The SSKIN bundle has been identified as a key process/intervention in pressure ulcer prevention which has been tested widely since its development in the Ascension Hospital system in 2004 in the USA and more recently across the UK in programmes such as the 1000 lives campaign and Transforming Care in Wales and Stop the Pressure Collaborative across the Midlands and East of England. The bundle methodology was designed to facilitate consistency in practice.
This developed a blueprint for change in pressure ulcer prevention. Part of this blueprint involved defining and prioritising best known evidence and practices, into a ‘bundle of care’.
The original SSKIN care bundle focusing on four key aspects of preventative care (Surface, Skin inspection, Keep moving, Incontinence, and Nutrition).
This above model has been in use as gold standard for prevention and management of pressure ulcers, initially brought over to the UK in 2004 it was launched initially in Wales in 2009, Scotland 2011 and adopted by NHS England in 2012. It has been incorporated into acute settings community settings and has been slowly migrating to long-term care settings such as nursing homes and hospices. It has shown great results for not just reducing the amount of pressure ulcer incidences but raising awareness of the main components needed to be risk assessed and monitored for the at risk resident/patient.

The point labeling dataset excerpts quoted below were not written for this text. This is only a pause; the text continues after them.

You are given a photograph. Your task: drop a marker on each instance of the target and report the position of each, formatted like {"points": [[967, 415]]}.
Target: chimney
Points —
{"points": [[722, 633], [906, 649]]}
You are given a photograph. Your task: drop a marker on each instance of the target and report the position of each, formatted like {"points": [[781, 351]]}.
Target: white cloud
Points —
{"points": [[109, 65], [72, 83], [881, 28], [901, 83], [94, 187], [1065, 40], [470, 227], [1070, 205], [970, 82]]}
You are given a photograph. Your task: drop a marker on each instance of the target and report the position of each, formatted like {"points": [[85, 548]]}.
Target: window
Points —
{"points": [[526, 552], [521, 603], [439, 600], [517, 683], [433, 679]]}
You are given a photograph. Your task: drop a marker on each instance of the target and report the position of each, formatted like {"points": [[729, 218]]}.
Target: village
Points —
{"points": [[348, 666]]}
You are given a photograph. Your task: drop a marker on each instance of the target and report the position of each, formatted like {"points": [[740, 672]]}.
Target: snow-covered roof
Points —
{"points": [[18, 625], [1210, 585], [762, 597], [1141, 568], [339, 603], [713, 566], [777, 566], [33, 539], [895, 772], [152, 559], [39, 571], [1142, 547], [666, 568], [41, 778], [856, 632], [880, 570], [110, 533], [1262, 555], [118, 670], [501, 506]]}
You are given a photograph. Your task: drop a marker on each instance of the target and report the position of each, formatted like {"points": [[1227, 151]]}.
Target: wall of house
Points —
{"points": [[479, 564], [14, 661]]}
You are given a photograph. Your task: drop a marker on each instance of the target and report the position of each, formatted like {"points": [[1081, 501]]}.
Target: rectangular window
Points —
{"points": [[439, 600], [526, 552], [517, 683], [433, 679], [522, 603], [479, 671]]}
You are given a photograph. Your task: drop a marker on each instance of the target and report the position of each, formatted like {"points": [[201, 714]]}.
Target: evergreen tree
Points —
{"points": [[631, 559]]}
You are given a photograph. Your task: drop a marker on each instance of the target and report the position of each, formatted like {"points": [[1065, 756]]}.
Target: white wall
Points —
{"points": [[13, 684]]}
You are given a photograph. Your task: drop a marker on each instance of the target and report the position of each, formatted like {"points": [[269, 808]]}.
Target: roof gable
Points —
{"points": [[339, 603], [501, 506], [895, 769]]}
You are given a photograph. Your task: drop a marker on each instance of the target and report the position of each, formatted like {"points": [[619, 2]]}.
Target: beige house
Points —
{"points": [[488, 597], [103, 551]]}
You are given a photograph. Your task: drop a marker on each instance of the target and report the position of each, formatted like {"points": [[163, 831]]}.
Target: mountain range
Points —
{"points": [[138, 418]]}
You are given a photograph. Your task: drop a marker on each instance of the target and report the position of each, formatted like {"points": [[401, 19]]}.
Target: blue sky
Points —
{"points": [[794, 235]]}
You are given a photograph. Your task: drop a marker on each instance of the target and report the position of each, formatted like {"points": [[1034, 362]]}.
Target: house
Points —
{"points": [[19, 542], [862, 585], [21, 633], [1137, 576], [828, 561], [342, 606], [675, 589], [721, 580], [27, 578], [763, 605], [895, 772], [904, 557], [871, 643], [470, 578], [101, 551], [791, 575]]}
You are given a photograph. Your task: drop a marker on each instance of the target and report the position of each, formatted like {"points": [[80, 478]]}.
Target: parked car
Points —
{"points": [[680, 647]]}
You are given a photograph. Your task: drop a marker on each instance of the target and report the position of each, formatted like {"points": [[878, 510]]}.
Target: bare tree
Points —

This model is often benchmarked while investigating pressure ulcers as routine such as root cause analysis, if any of the above SSKIN care components were not included in the individual’s care plan or their are clear gaps in this model it may indicate improvement needed in the care setting.
As a CQC specialist advisor it is this model that I use first as a benchmark when checking care records and practices.
I have been completing these root cause analysis for pressure ulcers in community and long-term care setting for many years, as a tissue viability nurse and investigator clear emerging themes and gaps come up time and time again. When meeting with colleagues here in the UK and looking at international research, these challenges are similar.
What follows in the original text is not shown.